Folha de S. Paulo


Fala de Lula indica o início da corrida para sucessão de Dilma

A suspeita que o PT explicitou, no sentido de que o depoimento sob vara de Luiz Inácio Lula da Silva visava, na verdade, atingir o virtual candidato presidencial do partido em 2018 não é uma especulação inteiramente vazia.

Judd Webber, no noticiário por e-mail do "Financial Times" sobre América Latina, escrevia nesta sexta-feira (4):

"Apenas alguns dias atrás, o ex-presidente do Brasil Luiz Inácio Lula da Silva falava sobre ser candidato de novo. Essas esperanças parecem mortas agora: na sexta-feira, ele foi levado de sua casa para ser interrogado sobre a saga de corrupção do país. É difícil imaginar qualquer tipo de retorno agora".

Não concordo, Judd. A mais recente pesquisa do Datafolha dá 20% de intenções de voto a Lula, o que é um ótimo ponto de partida para um eventual candidato, bombardeado há meses por denúncias.

O próprio Lula parece discordar, ao dizer aos militantes do PT que o ouviram na sede partidária, que o episódio desta sexta-feira apenas "reacendeu" nele a certeza de que "a luta continua".

Só faltou acrescentar que será candidato de novo, o que será perfeitamente natural se se considerar que o PT nunca teve nem tem agora qualquer outro candidato natural e viável que não seja o próprio Lula.

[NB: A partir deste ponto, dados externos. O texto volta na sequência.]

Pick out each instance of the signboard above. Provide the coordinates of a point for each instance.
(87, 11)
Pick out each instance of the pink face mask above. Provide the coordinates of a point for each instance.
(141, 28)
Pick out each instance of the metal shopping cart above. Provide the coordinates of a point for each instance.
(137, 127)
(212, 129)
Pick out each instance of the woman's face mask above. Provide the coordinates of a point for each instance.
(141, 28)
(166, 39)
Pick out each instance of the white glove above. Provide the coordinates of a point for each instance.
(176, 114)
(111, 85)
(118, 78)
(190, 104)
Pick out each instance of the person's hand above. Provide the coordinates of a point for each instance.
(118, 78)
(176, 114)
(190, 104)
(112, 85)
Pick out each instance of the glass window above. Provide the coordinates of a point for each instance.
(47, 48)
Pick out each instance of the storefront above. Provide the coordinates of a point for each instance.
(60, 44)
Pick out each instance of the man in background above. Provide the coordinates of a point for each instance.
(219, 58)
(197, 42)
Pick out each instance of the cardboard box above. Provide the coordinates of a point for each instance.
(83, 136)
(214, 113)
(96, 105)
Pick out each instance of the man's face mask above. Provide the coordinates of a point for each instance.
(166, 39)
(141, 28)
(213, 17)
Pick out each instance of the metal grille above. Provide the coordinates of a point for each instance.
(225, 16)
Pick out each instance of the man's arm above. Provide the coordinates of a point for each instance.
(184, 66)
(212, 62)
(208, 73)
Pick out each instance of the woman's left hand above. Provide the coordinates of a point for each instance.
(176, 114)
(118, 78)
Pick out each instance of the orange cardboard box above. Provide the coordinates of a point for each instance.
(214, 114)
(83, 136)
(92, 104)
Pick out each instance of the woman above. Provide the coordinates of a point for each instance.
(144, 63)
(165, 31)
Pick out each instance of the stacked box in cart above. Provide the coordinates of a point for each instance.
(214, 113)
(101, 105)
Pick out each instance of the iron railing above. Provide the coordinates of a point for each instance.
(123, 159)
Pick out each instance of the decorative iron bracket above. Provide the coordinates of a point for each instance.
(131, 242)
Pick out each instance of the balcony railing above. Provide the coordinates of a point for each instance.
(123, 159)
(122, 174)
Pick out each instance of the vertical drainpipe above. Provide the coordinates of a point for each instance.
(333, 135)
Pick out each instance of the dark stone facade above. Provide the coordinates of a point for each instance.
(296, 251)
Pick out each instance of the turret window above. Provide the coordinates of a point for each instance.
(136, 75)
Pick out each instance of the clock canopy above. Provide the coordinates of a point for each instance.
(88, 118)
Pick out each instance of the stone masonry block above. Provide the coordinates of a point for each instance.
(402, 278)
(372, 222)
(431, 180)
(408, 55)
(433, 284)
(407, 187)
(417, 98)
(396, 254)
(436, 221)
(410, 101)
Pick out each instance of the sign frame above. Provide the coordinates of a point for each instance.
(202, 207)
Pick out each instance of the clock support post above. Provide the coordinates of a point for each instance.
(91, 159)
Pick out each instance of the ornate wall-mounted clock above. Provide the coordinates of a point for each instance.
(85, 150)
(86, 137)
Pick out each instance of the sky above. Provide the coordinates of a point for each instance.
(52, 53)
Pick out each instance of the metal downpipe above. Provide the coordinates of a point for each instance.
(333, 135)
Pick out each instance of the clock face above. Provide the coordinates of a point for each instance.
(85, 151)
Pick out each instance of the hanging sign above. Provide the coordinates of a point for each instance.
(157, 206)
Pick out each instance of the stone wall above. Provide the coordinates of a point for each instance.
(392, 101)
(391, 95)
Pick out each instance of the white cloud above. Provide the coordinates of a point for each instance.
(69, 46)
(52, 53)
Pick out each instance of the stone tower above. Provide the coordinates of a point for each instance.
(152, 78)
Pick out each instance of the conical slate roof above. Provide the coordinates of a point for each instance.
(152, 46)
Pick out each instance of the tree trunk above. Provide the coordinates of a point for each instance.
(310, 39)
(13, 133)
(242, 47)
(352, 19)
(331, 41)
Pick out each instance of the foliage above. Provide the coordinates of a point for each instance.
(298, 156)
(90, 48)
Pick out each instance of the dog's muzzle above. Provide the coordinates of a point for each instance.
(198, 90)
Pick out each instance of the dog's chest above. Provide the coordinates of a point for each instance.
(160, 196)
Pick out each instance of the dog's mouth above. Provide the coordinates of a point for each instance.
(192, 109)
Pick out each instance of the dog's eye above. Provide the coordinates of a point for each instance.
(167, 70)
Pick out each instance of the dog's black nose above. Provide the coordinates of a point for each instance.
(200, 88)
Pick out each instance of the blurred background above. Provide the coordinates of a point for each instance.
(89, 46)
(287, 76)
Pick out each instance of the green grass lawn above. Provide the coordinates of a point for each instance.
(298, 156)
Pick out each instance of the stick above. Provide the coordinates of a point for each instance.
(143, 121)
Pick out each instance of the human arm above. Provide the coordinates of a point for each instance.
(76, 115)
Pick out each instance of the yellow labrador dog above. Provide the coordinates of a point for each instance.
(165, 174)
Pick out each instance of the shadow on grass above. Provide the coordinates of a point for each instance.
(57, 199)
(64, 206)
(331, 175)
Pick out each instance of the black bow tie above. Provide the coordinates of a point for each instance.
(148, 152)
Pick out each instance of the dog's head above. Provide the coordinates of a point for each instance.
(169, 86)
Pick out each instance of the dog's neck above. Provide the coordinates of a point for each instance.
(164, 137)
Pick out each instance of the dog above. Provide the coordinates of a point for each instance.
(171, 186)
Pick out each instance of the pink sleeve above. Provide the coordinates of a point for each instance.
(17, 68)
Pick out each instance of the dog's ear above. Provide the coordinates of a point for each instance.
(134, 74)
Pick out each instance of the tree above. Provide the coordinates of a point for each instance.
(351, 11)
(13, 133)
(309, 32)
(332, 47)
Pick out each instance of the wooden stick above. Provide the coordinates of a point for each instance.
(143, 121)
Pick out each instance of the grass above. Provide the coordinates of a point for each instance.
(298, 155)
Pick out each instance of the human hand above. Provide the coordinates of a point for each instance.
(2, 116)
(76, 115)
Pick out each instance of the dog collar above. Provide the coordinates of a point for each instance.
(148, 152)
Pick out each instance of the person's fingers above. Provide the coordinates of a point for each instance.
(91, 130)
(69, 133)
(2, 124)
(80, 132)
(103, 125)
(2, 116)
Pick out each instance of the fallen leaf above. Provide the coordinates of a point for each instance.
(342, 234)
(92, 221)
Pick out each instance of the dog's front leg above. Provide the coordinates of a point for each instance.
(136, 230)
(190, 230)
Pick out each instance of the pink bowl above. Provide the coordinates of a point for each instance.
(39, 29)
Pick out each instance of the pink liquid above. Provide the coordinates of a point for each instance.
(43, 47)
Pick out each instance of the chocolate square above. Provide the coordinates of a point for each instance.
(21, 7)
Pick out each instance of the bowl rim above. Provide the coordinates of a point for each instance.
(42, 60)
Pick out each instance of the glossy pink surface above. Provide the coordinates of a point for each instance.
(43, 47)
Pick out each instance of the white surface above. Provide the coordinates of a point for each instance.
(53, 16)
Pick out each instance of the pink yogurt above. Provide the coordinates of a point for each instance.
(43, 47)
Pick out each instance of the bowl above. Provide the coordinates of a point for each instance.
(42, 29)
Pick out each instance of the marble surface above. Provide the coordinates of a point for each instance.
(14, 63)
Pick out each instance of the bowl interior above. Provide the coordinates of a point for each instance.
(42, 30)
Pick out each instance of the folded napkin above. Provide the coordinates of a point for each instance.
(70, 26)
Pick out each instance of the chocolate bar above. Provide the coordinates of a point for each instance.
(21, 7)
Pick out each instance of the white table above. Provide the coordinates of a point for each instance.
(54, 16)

Aliás, o prestígio de Lula só fez disparar depois de outro momento em que a polícia foi atrás dele, em 1980, daquela vez para prendê-lo de fato e não para conduzi-lo "coercitivamente" para depor.

Em 1980, Lula comandava uma greve de 17 dias dos metalúrgicos de São Bernardo e Diadema até que foi preso e o sindicato que presidia posto sob intervenção.

Mas há uma monumental diferença entre o Lula daquela prisão e deste depoimento: em 1980, os amigos de Lula eram operários de mãos rudes, reunidos no estadiozinho da Vila Euclides, em São Bernardo. Eu fui testemunha de defesa dessa turma quando foram a julgamento, por "subversão", na Auditoria Militar de São Paulo.

Acompanhei de perto, portanto, a transformação de Lula em grande amigo dos empreiteiros cujas negociatas e promiscuidade com os governos de turno eram denunciadas por ele e por seus companheiros metalúrgicos.

Mas a transformação não é estranha à história de Lula: desde os tempos de sindicato, ele dizia querer que os operários que fabricavam automóveis tivessem dinheiro para comprá-los.

É natural que ele tivesse idêntico desejo para ele próprio, que se diz favorecido pelo milagre de ter sobrevivido em um ambiente em que morrer antes dos cinco anos era a rotina.

Realizou o desejo a tal ponto que se gaba de ser o conferencista mais bem pago do mundo, atrás apenas de Bill Clinton.

O fato de estar sob suspeição de corrupção pode não ser letal do ponto de vista eleitoral, ao contrário do que crê Judd Weber. Afinal, o mensalão, o grande escândalo anterior envolvendo o PT, não o impediu de se reeleger em 2006.

O motivo é simples: há uma disseminada convicção de que todo político é ladrão. Logo, se Lula também é suspeito de maracutaias, não há nada demais porque seria, segundo essa difusa sensação, o "nosso ladrão", o político que se gaba de ter levado 40 milhões de pessoas à classe média, precária como seja essa classificação.

O problema para Lula é menos o depoimento forçado à Polícia Federal e mais o fato de que 3 milhões já voltaram à pobreza, pelo fracasso da sucessora que ele se gaba de ter eleito, para não falar do desemprego caminhando para 10%.

Em todo o caso, o pronunciamento que ele fez na sexta-feira, na sede do PT, e o anúncio de que está pronto para voltar a correr o país representam o início da campanha para suceder Dilma Rousseff, em 2018 ou antes eventualmente.